Face à la récente augmentation des prix des céréales, les organisations professionnelles et coopératives agricoles de l’UE demandent, « à la lumière de la décision d’écouler de l’orge d’intervention » (1), que « la Commission active ses outils de gestion marché » pour « empêcher que les prix de la viande porc ne se retrouvent dans une situation critique ». Les producteurs de porc « pâtissent d’une faible rentabilité, résultat du déclin des prix de la viande payés par les détaillants », souligne également le Copa-Cogeca. « Nous croyons que les discussions engagées par le Groupe à haut niveau sur le lait à propos du pouvoir de négociation des agriculteurs dans la chaîne alimentaire devraient être élargies pour couvrir la totalité du secteur de l’élevage », écrit-il, demandant à la Commission « de poursuivre plus avant sa réflexion sur la possibilité d’étendre le rôle des organisations de producteurs dans la Pac après 2013 ».

La menace des accords commerciaux avec les pays tiers

Enfin, dans leur lettre au commissaire à l’agriculture, les organisations agricoles avertissent qu’« un éventuel accord avec le Mercosur exercerait une pression à la baisse considérable sur les prix de tous les types de viande » (2).

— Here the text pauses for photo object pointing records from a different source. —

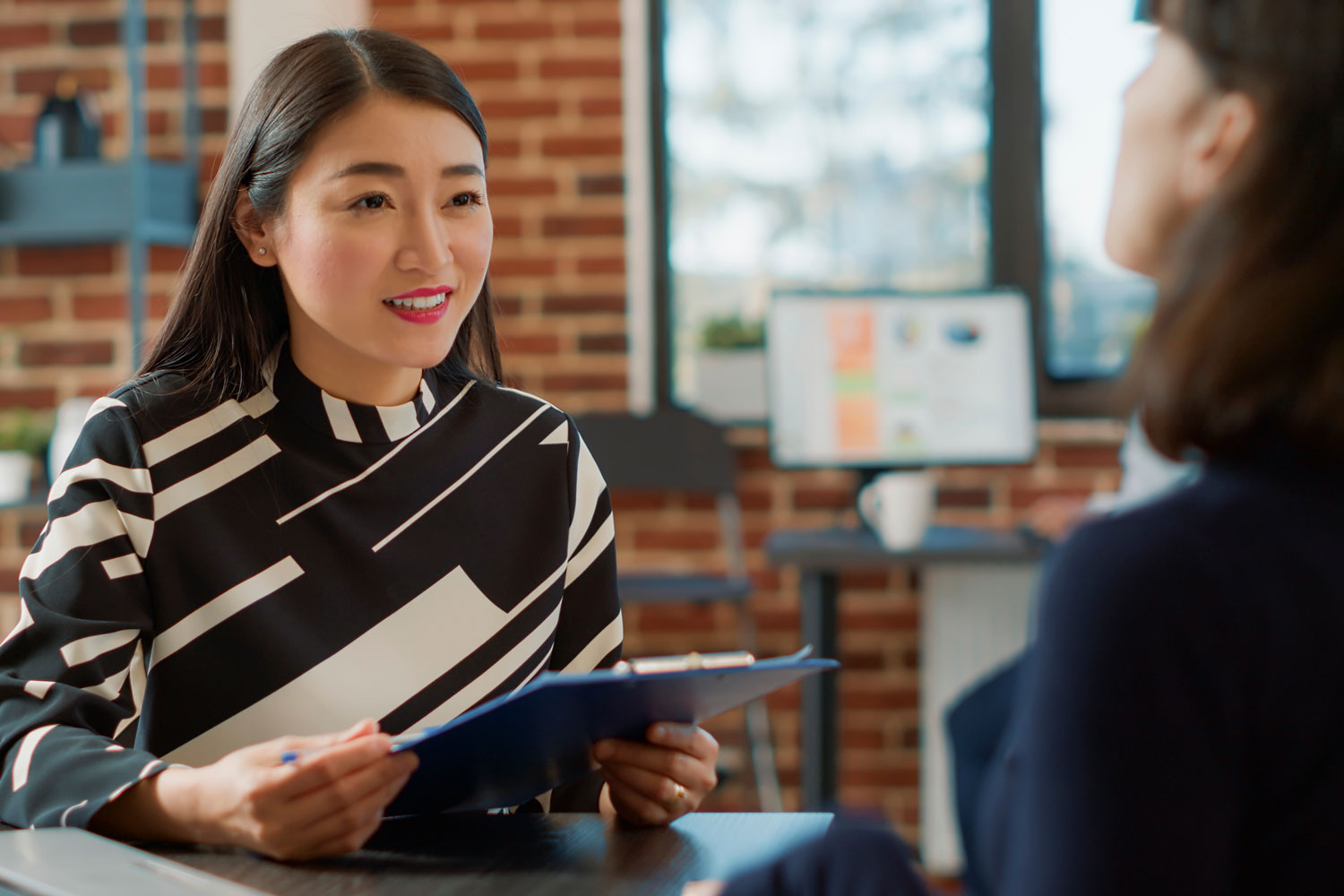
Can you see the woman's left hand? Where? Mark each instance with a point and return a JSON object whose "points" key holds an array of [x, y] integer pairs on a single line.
{"points": [[660, 780]]}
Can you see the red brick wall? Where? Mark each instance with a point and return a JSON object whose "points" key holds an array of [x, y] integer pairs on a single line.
{"points": [[547, 75]]}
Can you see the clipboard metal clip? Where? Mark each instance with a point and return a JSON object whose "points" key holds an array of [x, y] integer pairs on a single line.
{"points": [[685, 662]]}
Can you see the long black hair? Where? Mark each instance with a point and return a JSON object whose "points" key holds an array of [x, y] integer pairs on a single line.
{"points": [[1247, 336], [230, 314]]}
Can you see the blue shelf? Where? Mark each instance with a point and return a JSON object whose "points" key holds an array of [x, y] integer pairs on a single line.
{"points": [[137, 202], [90, 202]]}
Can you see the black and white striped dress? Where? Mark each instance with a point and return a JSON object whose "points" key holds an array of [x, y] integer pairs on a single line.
{"points": [[215, 576]]}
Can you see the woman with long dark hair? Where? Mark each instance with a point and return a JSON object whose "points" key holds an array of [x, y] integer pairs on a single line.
{"points": [[1180, 726], [316, 503]]}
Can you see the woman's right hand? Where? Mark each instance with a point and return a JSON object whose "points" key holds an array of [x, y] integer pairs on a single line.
{"points": [[327, 802]]}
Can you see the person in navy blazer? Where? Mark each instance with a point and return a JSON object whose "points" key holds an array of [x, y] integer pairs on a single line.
{"points": [[1179, 721]]}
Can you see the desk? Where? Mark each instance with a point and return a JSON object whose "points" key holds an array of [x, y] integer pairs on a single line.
{"points": [[559, 855], [976, 584]]}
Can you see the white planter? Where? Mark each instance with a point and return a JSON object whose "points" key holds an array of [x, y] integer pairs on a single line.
{"points": [[15, 476], [730, 384]]}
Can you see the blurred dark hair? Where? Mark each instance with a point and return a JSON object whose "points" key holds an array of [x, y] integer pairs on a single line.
{"points": [[1247, 336], [230, 312]]}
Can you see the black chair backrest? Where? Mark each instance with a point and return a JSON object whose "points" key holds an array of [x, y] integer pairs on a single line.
{"points": [[669, 449]]}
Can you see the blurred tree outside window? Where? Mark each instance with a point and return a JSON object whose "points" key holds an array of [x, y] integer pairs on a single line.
{"points": [[838, 142]]}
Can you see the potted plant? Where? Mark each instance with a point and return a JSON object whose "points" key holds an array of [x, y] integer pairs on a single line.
{"points": [[23, 438], [730, 370]]}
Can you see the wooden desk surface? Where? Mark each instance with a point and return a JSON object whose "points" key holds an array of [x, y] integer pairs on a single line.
{"points": [[846, 547], [561, 855]]}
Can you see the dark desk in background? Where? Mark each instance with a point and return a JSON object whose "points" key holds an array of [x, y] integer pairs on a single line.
{"points": [[561, 855], [822, 555]]}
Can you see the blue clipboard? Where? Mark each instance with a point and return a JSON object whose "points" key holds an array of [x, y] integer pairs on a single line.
{"points": [[521, 745]]}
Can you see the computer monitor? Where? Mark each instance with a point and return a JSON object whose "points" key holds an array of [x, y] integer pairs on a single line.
{"points": [[900, 379]]}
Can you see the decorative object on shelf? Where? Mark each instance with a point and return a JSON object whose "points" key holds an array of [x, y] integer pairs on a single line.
{"points": [[730, 370], [23, 438], [137, 202], [69, 125]]}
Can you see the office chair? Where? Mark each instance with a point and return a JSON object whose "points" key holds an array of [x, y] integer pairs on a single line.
{"points": [[676, 450]]}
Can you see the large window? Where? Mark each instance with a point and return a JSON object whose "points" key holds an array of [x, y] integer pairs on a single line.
{"points": [[816, 142], [922, 144]]}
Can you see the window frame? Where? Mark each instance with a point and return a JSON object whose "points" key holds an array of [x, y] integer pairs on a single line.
{"points": [[1016, 203]]}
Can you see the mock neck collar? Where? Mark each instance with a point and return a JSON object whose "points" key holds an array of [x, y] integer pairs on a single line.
{"points": [[347, 421]]}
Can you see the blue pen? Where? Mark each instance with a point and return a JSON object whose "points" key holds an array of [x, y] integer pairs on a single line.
{"points": [[290, 756]]}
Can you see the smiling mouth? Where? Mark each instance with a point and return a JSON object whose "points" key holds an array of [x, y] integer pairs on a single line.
{"points": [[418, 304]]}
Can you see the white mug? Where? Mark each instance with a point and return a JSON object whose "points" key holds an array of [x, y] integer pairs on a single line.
{"points": [[898, 506]]}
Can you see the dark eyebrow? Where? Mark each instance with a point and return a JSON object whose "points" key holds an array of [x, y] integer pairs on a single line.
{"points": [[397, 171]]}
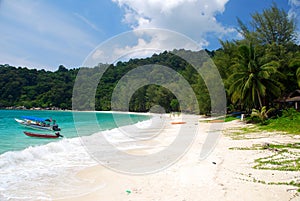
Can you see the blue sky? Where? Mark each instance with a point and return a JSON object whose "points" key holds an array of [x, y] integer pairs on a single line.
{"points": [[44, 34]]}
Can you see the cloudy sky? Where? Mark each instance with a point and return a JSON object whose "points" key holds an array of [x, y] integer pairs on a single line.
{"points": [[45, 34]]}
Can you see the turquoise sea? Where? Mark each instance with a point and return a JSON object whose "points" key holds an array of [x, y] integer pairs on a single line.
{"points": [[36, 169], [12, 137]]}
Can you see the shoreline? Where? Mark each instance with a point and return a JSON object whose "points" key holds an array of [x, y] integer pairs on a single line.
{"points": [[224, 175]]}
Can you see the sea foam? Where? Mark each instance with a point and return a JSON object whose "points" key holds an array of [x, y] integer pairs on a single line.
{"points": [[35, 172]]}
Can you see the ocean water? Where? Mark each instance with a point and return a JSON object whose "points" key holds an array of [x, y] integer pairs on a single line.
{"points": [[28, 163]]}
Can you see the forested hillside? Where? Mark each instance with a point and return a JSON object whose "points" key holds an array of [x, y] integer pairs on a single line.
{"points": [[261, 67]]}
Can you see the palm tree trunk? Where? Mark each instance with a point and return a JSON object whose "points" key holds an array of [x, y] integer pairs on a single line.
{"points": [[259, 99]]}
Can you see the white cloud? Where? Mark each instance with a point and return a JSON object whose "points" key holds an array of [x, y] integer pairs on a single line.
{"points": [[41, 33], [194, 18]]}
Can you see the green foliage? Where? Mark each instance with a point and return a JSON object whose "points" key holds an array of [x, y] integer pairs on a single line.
{"points": [[288, 122]]}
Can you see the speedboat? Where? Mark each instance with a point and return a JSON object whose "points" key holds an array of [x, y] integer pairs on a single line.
{"points": [[43, 135], [38, 123]]}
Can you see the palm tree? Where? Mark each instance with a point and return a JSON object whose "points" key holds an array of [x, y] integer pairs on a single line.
{"points": [[298, 76], [252, 78]]}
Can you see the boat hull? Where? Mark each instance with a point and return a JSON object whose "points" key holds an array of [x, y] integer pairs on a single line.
{"points": [[34, 125], [41, 135]]}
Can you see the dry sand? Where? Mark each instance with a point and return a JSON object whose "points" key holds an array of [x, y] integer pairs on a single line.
{"points": [[225, 174]]}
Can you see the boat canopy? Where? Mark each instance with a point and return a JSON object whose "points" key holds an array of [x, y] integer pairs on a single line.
{"points": [[39, 119]]}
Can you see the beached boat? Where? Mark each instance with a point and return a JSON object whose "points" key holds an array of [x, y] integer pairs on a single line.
{"points": [[43, 135], [38, 123]]}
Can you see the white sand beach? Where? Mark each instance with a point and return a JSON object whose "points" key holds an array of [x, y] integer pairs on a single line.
{"points": [[226, 174]]}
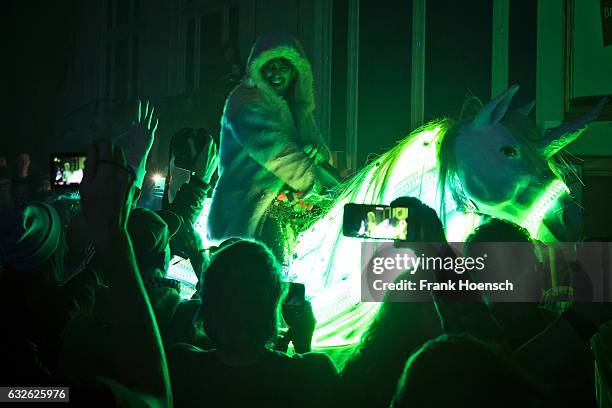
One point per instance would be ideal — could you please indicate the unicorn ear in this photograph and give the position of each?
(526, 110)
(557, 138)
(494, 111)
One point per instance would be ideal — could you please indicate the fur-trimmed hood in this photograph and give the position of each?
(281, 45)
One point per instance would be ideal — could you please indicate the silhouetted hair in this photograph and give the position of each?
(241, 293)
(462, 371)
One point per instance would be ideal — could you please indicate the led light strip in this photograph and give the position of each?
(538, 210)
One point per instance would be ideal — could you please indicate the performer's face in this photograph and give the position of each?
(278, 72)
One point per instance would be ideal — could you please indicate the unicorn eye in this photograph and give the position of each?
(510, 151)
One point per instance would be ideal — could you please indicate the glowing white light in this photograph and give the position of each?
(157, 178)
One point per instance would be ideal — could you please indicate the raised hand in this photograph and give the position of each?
(207, 161)
(106, 192)
(141, 138)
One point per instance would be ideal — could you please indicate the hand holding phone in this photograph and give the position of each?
(66, 169)
(375, 221)
(298, 315)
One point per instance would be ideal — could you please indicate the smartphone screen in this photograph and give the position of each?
(66, 169)
(296, 295)
(375, 221)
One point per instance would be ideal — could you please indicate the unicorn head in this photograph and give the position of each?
(499, 164)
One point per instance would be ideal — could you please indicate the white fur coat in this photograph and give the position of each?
(262, 136)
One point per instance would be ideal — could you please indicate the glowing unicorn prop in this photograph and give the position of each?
(497, 164)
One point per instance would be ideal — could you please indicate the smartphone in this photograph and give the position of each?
(66, 169)
(375, 222)
(296, 295)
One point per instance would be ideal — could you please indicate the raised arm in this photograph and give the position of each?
(106, 192)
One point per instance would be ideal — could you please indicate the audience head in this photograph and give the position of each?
(32, 248)
(23, 164)
(241, 294)
(150, 233)
(461, 371)
(517, 253)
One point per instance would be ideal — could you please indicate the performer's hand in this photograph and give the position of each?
(316, 153)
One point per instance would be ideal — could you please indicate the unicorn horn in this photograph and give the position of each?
(557, 138)
(494, 111)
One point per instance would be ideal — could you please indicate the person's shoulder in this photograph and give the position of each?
(309, 362)
(183, 355)
(185, 349)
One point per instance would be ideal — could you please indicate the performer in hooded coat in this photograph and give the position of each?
(266, 129)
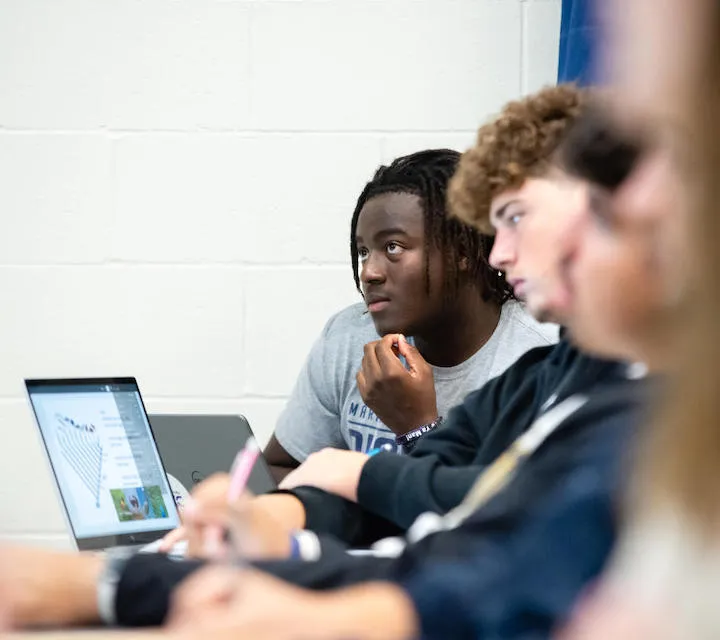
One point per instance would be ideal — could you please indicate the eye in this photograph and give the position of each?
(513, 219)
(393, 248)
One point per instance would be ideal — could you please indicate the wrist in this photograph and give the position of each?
(286, 508)
(407, 440)
(374, 611)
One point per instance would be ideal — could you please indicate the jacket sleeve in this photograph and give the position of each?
(331, 515)
(524, 586)
(439, 472)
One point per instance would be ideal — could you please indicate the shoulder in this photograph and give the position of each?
(519, 323)
(353, 322)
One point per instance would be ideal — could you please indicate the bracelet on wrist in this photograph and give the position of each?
(408, 439)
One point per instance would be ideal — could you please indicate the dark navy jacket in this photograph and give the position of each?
(512, 570)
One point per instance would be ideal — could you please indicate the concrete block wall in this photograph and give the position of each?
(177, 178)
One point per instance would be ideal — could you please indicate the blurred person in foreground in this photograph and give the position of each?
(663, 581)
(534, 529)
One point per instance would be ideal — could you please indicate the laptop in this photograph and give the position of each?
(194, 447)
(105, 461)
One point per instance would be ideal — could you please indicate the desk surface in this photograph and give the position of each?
(84, 634)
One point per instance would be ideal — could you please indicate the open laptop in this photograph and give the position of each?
(194, 447)
(101, 449)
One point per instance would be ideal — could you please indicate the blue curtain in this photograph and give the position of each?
(579, 36)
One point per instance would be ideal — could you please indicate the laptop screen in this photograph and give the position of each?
(104, 457)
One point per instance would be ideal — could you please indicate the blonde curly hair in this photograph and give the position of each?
(519, 143)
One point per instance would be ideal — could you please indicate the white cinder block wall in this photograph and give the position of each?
(177, 179)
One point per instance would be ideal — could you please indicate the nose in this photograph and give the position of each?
(503, 251)
(373, 270)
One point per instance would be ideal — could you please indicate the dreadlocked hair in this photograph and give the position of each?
(427, 174)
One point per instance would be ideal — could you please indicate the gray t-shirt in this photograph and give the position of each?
(327, 410)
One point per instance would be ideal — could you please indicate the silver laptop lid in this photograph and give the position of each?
(105, 461)
(193, 447)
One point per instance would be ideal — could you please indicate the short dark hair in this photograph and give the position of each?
(427, 174)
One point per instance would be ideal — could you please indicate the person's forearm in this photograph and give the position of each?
(69, 594)
(373, 611)
(286, 508)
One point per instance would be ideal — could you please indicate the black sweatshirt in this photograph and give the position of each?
(512, 569)
(395, 489)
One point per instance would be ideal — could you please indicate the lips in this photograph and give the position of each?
(518, 285)
(376, 303)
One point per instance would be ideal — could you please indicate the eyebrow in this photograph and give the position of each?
(392, 231)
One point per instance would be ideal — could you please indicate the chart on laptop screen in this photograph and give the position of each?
(104, 458)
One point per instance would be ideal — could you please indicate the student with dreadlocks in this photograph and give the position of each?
(422, 274)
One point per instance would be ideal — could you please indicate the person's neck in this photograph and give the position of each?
(465, 328)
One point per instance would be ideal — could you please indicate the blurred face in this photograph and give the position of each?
(390, 241)
(628, 273)
(534, 227)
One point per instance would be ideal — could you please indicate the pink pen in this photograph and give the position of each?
(242, 468)
(239, 475)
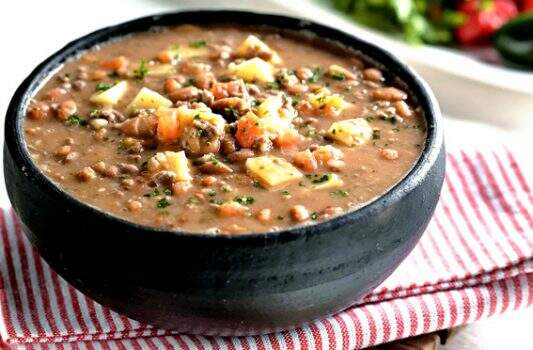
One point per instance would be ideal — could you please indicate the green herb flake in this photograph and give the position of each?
(338, 76)
(103, 86)
(198, 44)
(317, 75)
(339, 193)
(141, 71)
(317, 179)
(244, 200)
(162, 203)
(231, 113)
(153, 193)
(75, 120)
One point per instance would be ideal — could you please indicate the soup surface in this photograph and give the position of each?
(223, 129)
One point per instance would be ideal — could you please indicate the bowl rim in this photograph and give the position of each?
(15, 140)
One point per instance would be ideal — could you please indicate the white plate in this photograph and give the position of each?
(464, 86)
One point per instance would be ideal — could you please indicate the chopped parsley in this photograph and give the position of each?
(244, 200)
(339, 193)
(275, 85)
(198, 44)
(158, 192)
(338, 76)
(162, 203)
(318, 179)
(189, 82)
(141, 71)
(231, 113)
(103, 86)
(192, 201)
(317, 75)
(75, 120)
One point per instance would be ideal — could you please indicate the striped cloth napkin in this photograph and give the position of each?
(474, 261)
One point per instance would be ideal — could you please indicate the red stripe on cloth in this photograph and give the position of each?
(332, 341)
(493, 184)
(519, 175)
(345, 336)
(316, 336)
(467, 221)
(506, 177)
(16, 316)
(483, 192)
(475, 206)
(27, 287)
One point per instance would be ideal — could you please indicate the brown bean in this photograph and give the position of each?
(134, 205)
(299, 213)
(38, 111)
(389, 94)
(304, 73)
(171, 85)
(389, 153)
(403, 109)
(128, 168)
(228, 145)
(66, 108)
(264, 215)
(208, 181)
(86, 174)
(373, 74)
(55, 93)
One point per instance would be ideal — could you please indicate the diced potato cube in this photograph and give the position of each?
(273, 117)
(147, 98)
(331, 181)
(351, 132)
(186, 116)
(161, 70)
(111, 96)
(270, 106)
(178, 163)
(272, 171)
(168, 125)
(323, 99)
(253, 70)
(253, 44)
(171, 161)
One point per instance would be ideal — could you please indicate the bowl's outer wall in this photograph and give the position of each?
(223, 285)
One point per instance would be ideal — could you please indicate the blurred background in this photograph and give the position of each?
(477, 70)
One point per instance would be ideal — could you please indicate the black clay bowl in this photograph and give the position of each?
(218, 284)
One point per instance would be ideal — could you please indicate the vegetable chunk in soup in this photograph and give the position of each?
(223, 129)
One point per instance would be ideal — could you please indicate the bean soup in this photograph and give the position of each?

Selon elles, « il accroîtrait la concurrence entre viandes blanche et rouge au détriment du secteur du porc et encouragerait les consommateurs européens à acheter de la viande importée produite selon des normes considérées comme inacceptables dans l’UE » (utilisation de promoteurs de croissance, contrôles limités des antibiotiques).
Le Copa-Cogeca demande à M. Ciolos son « soutien afin d’empêcher que toute nouvelle législation pour le bien-être animal et l’environnement soit mise en œuvre sans une analyse préalable solide de sa faisabilité économique ».
Il demande aussi à la Commission « d’éviter d’ouvrir des négociations sur des productions spécifiques avec des pays tiers qui ne respectent pas les mêmes normes de santé et bien-être des animaux que celles en vigueur dans l’UE » (3).